The first third of the book, which focuses on non-homo sapiens, is of most interest to lay readers for its offering of relatively unknown information. For one example, in an avian species native to the West Coast of the United States, acorn woodpeckers, two females share one nest. They destroy and eat each other’s eggs, one after another, sometimes for weeks — until each one lays an egg on the same day. (The evolutionary purpose: One hatching cannot, therefore, too quickly outgrow the other.)
Another practice that separates some animals from humans — or most humans, anyway — is the chewing off of body parts during sexual mating. As Schutt shows, one such animal, the male Australian redback spider, engages in remarkable contortions to deliver his sperm to the female. Thereafter, she eats him, but his genes get passed on, which must be (what else could it be?) the point. The male’s acrobatics would be hard to fathom in mere words, so Cannibalism includes an excellent six-step schematic that makes the matter clear. (There are a number of such fine pen-and-ink drawings in the book.)
Much of the book concerns human cannibalism and specific historical instances — or supposed instances — of it. As Schutt demonstrates, Christopher Columbus and his contemporary Spanish governors wrongly reported that many of the native peoples he encountered in early expeditions to the Caribbean were cannibals. This permitted the Europeans, under the prevailing mores of engagement, to enslave or kill them. In fact, this emphasis on cannibalism allowed the genocidal treatment of the natives to be all but ignored for 500 years in, as Schutt says, "a terrible disservice to history."
(Indeed, current anthropological thinking says that, throughout history, ritual cannibalism has been practiced by fewer cultural groups than was previously thought.)
There was nothing made up about the cannibalism during the months-long ordeal of the Donner Party of 1846-47 in the American West. The logistics of that episode — who ate whom, when, and where — are still being debated and investigated. (Dogs are renowned for their sense of smell — still, it is amazing they can sniff out buried human remains from over a century before, as a border collie, Kayle, does to open Schutt's chapter on what he calls "The Worst Party Ever.")
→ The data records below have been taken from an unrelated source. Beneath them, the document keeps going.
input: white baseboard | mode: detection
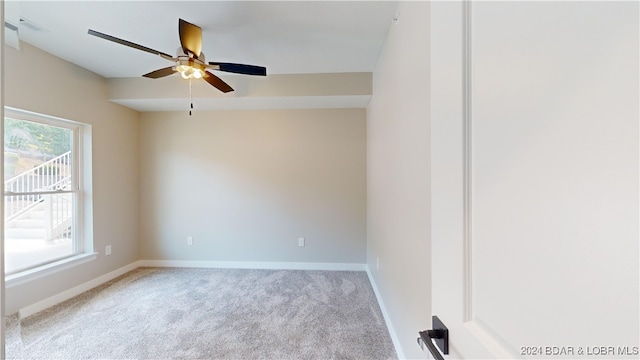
[366,265,406,359]
[19,261,140,319]
[138,260,367,271]
[19,260,364,319]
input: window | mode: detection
[4,109,93,277]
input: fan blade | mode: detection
[202,71,233,93]
[178,19,202,59]
[209,62,267,76]
[142,66,176,79]
[88,29,173,59]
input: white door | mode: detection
[431,1,640,359]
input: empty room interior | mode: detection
[0,0,640,359]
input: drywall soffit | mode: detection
[107,72,372,111]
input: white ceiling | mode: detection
[6,1,396,78]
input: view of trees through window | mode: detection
[3,117,78,275]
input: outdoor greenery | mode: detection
[4,118,71,157]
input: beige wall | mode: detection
[140,109,366,264]
[3,43,139,314]
[367,2,431,358]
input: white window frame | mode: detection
[2,106,98,288]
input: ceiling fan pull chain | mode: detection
[189,78,193,116]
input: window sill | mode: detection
[4,252,98,289]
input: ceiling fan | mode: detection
[88,19,267,93]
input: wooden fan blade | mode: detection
[202,71,233,93]
[209,62,267,76]
[142,66,176,79]
[178,19,202,59]
[88,29,172,58]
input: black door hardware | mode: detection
[418,315,449,360]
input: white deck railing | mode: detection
[4,152,73,240]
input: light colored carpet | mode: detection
[6,268,396,359]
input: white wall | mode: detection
[3,43,139,314]
[140,109,366,264]
[367,2,431,358]
[432,2,640,358]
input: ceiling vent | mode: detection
[20,17,47,32]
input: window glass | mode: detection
[4,114,83,275]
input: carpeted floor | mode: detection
[6,268,396,359]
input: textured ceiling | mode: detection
[6,1,396,78]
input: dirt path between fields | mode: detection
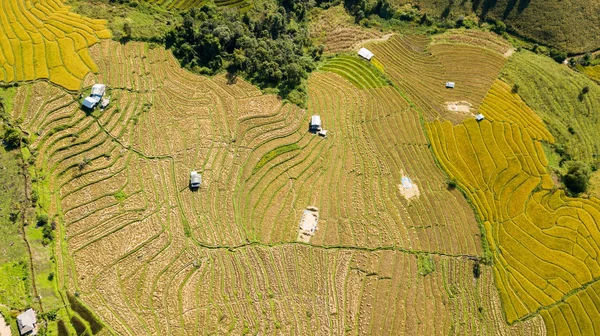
[0,314,11,336]
[21,155,44,314]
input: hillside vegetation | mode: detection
[0,0,110,90]
[0,32,545,335]
[390,0,600,53]
[501,52,600,194]
[427,82,600,335]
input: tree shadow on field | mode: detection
[473,0,498,18]
[225,72,237,85]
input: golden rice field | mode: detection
[147,0,253,10]
[0,0,110,90]
[3,36,546,335]
[427,81,600,335]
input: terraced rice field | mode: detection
[4,36,545,335]
[577,65,600,81]
[367,31,509,122]
[309,5,384,53]
[321,56,388,89]
[0,0,110,90]
[427,81,600,335]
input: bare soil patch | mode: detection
[446,101,473,113]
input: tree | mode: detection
[562,161,591,195]
[510,83,520,93]
[550,48,567,63]
[3,126,23,149]
[122,22,132,40]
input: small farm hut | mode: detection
[100,98,110,108]
[17,308,37,335]
[402,176,412,189]
[190,170,202,188]
[90,84,106,98]
[358,48,375,61]
[82,97,100,110]
[310,115,321,132]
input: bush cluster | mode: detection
[165,1,323,103]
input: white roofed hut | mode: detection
[190,170,202,189]
[309,115,321,132]
[358,48,375,61]
[17,308,37,335]
[90,84,106,98]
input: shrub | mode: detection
[2,125,23,149]
[446,178,458,190]
[562,161,591,195]
[417,253,435,276]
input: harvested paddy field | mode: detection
[5,36,545,335]
[368,30,510,122]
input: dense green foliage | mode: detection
[320,55,388,89]
[562,161,591,195]
[389,0,600,53]
[70,0,181,42]
[165,2,323,103]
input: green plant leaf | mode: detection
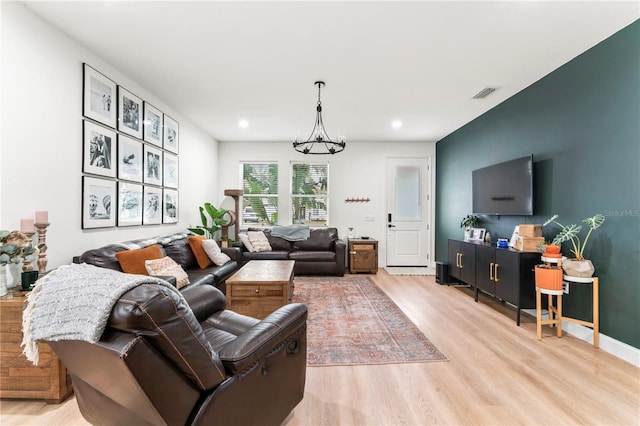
[551,224,582,245]
[582,213,604,229]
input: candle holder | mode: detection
[36,223,49,277]
[22,232,36,272]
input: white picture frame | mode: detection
[162,152,178,188]
[162,114,180,154]
[118,135,143,182]
[162,188,179,223]
[82,120,117,177]
[142,185,162,225]
[82,176,116,229]
[143,144,163,186]
[82,63,116,129]
[143,102,164,147]
[118,182,143,226]
[118,86,143,139]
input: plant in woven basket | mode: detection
[543,213,605,277]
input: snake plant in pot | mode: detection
[543,213,604,278]
[187,203,229,239]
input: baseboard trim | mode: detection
[522,309,640,368]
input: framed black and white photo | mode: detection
[118,182,142,226]
[143,102,163,147]
[82,120,116,177]
[142,186,162,225]
[118,135,142,182]
[143,144,162,185]
[82,64,116,129]
[118,86,142,139]
[162,188,178,223]
[163,152,178,188]
[82,176,116,229]
[163,114,180,154]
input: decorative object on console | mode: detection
[469,228,487,241]
[543,213,605,278]
[293,81,346,155]
[460,214,480,241]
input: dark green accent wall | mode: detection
[435,21,640,348]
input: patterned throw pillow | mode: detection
[116,244,164,275]
[202,240,231,266]
[189,235,211,269]
[144,256,189,288]
[247,231,271,251]
[238,234,255,252]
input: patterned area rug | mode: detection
[293,276,447,366]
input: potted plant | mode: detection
[543,213,604,278]
[187,203,229,239]
[460,214,480,241]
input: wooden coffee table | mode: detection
[226,260,295,319]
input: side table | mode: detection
[0,289,73,404]
[348,238,378,274]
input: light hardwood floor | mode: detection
[0,270,640,426]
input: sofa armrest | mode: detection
[218,303,307,374]
[220,243,242,264]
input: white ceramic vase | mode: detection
[0,265,7,296]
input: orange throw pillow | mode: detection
[116,244,164,275]
[189,235,211,269]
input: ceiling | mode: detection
[23,1,640,142]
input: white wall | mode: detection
[0,2,218,269]
[218,141,435,266]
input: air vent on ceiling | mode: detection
[472,87,498,99]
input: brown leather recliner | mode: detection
[47,284,307,425]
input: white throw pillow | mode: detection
[238,234,255,252]
[202,240,231,266]
[247,231,271,251]
[144,256,189,288]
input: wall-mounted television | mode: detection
[472,155,533,216]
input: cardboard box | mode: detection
[514,236,544,252]
[518,223,542,237]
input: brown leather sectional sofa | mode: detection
[233,227,347,277]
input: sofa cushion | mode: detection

There is something in human nature that almost makes any discussion of cannibalism the subject of humor, and Schutt is a talented writer, quick with the apt pun, as he showed in an earlier book, Dark Banquet: Blood and the Curious Lives of Blood-Feeding Creatures. (Despite the topics, both that book and this one are perfectly safe for the squeamish.)
Other Cannibalism subjects include the presence of it in our literature (such as fairytales, Shakespeare, Robinson Crusoe, and "The Twilight Zone" — who can forget that To Serve Man is a cookbook?); as well as the consumption of placentas.
(Schutt's final topics, diseases such as mad cow and kuru, which results in the destruction of the central nervous system, and which may or may not be related to cannibalism, are a tad tangential and technical.)
Our fascinated horror with cannibalism goes back a long way; it might even seem innate. On the other hand, Schutt says, it may be merely cultural. Herodotus tells the story of the Persian king, Darius, who asked some Greeks if they would eat their dead fathers: They were horrified at the idea. Next, he asked some Callatians, an Indian people who engaged in just that practice, whether they would burn their fathers' bodies on a pyre (as the Greeks did). They were similarly horrified.
This notion of ambivalence is part and parcel of Schutt's book, as reflected in the subtitle. "Cannibalism makes perfect environmental sense," he says, and the only beings who are ashamed of it, the only ones who consider it unnatural, are the human ones.
Mark Gamin is a lawyer and writer based in Cleveland.